Brown passed away at the age of 94 this past weekend.

It’s now that his Emmy Award-winning appearance in my series “Monarch’s Madness” comes to mind. The series spotlighted the comeback of a program that faded with the Great Depression only to return as the most successful start-up college program ever after a near 70-year hiatus.

Brown was a crusty combination of grit and humility, who, on the day we talked on the bleachers at Foreman Field,  seemed most happy with a football in hand.  He couldn’t resist demonstrating the classic stiff-arm Heisman Trophy pose, using my head on which to rest his hand, as he, in his words, “danced away” from defenders.

VIDEO: Tom Schaad’s 2009 interview with Johnny “Jackrabbit” Brown

ODU, in the late 1930′s, was actually the Norfolk branch of the College of William & Mary, and Brown wore gold and green as he scampered through those fields before sparse crowds. My favorite line he used to describe himself: “tramp athlete.”

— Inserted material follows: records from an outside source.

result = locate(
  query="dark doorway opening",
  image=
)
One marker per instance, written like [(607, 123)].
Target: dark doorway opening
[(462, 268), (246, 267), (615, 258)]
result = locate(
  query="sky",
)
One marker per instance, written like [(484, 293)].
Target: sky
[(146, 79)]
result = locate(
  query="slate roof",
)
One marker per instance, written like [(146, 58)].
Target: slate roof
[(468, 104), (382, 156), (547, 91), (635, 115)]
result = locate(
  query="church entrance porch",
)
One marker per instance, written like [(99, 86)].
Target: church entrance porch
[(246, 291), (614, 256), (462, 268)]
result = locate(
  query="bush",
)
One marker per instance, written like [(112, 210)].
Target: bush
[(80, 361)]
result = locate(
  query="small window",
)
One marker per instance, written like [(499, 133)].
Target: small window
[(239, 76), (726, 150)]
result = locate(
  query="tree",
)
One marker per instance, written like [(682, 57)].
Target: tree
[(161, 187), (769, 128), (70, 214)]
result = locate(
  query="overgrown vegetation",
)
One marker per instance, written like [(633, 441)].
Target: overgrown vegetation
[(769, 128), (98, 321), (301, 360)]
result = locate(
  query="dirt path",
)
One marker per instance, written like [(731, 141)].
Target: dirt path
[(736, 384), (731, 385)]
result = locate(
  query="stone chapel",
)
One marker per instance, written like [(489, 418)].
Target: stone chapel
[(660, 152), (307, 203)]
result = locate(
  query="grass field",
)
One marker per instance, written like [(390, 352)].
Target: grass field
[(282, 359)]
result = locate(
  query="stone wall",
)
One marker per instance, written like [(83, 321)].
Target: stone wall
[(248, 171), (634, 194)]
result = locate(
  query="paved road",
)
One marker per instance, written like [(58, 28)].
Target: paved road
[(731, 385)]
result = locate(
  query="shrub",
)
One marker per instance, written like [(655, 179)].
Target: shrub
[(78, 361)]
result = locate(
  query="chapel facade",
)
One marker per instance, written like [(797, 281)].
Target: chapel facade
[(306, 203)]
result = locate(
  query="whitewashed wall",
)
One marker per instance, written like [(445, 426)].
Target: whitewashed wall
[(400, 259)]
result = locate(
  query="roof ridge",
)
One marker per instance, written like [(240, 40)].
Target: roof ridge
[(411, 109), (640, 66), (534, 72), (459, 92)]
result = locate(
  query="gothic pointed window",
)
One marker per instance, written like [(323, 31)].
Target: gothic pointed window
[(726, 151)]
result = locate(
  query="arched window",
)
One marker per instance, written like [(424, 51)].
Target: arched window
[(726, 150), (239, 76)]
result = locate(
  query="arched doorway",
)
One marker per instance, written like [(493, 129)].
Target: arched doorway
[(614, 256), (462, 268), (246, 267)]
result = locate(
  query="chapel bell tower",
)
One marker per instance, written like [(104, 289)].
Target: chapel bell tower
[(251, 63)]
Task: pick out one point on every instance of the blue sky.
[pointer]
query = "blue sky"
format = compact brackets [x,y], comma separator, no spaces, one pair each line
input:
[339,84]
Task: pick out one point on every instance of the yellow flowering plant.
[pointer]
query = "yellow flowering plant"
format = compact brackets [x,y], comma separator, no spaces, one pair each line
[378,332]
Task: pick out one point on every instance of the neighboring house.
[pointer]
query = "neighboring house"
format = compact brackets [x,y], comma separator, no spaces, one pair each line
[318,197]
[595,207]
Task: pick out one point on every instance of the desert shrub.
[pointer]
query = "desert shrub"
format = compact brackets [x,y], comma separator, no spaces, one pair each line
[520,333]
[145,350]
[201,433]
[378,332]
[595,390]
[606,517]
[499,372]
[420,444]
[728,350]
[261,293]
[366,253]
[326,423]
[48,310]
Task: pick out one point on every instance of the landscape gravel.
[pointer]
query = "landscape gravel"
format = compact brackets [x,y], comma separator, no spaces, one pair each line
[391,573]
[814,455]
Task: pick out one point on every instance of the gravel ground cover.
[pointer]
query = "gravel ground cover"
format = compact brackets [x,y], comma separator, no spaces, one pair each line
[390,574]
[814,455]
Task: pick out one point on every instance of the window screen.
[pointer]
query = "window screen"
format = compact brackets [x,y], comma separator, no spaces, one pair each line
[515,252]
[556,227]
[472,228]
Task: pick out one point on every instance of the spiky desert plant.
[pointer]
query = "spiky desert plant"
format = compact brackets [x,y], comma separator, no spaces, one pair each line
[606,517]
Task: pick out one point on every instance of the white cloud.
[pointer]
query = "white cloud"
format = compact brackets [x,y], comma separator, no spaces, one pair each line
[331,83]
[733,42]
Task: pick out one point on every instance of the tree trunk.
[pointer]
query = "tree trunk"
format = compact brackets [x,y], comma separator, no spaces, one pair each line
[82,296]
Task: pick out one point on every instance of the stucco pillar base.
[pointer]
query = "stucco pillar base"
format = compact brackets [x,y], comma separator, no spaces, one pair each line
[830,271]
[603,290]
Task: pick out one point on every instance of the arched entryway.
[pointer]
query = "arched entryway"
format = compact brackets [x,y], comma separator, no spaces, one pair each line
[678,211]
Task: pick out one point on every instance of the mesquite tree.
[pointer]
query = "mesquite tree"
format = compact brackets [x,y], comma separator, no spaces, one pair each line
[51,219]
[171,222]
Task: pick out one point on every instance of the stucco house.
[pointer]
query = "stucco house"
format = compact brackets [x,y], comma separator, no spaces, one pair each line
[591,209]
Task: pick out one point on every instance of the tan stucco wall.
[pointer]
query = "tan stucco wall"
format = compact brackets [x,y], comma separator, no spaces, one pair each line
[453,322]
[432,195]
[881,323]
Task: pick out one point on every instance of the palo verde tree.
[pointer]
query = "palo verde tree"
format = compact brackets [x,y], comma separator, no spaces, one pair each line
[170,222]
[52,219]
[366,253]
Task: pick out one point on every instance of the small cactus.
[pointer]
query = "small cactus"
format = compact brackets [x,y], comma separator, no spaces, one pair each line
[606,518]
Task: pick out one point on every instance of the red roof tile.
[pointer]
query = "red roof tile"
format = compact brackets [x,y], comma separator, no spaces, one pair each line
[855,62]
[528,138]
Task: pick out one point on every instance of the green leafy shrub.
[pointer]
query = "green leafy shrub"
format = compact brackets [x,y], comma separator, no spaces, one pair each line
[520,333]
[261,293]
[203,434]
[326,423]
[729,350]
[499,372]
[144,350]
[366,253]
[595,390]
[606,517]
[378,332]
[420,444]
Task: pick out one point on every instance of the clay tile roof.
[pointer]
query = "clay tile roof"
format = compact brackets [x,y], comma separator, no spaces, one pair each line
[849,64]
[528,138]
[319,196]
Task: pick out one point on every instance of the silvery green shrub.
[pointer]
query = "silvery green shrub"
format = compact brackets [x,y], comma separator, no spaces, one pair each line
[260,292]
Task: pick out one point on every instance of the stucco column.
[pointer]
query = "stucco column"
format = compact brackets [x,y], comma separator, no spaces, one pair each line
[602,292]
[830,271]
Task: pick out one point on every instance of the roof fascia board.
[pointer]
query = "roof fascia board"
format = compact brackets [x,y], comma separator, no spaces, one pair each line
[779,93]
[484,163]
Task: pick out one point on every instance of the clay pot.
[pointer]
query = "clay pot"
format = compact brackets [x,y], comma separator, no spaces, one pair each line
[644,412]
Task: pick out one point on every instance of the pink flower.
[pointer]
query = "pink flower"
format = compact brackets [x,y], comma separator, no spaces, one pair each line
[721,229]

“We were walk-ons,” he said. “We didn’t have to pass anything. They had us in here so we would not compete with our fathers for jobs.  It was the Depression”

Brown was even kicked off the team for a time, all because he and a teammate went to some movie called “Gone With the Wind.”

“So we decided to skip practice and see the thing and came back the next day, and we weren’t on the team,” he recalled. That is, until both men ran 100 laps for penance. “Then we were allowed back on,” Brown said.

Brown’s life then went from the worn sandlots  of Virginia to the battlefields of Europe.  He was a tank-commander under General George Patton and later came back to the area to serve as principal of Granby High School, where Brown estimates he touched the lives of more than 100,000 students.

WAVY/Tom Schaad
WAVY/Tom Schaad

But on that day in 2009, Johnny Brown enjoyed sharing a piece of his life — a story that cemented a legend as “Norfolk’s Jim Thorpe” when he played three sports in high school and college.  Our talk earned an Emmy Award as part of the  WAVY-TV series marking the rebirth of college football at ODU. When Brown found out we had won,  I received this voicemail:

“Hey, Tom. This is Johnny. Thanks for telling me about the Emmy award. But could you do me a favor? I need you to write a letter, because my friends don’t believe me. If you could do that and maybe send it to me, that would be great. Thanks Tom, Bye.”

I had lunch with Johnny later that week and gave him the letter I wrote. He held it with such pride, grateful that someone else would take the time to notice the rich experience that he shared with so many. It is for this Johnny Brown will be most remembered, even over those gallops on the gridiron.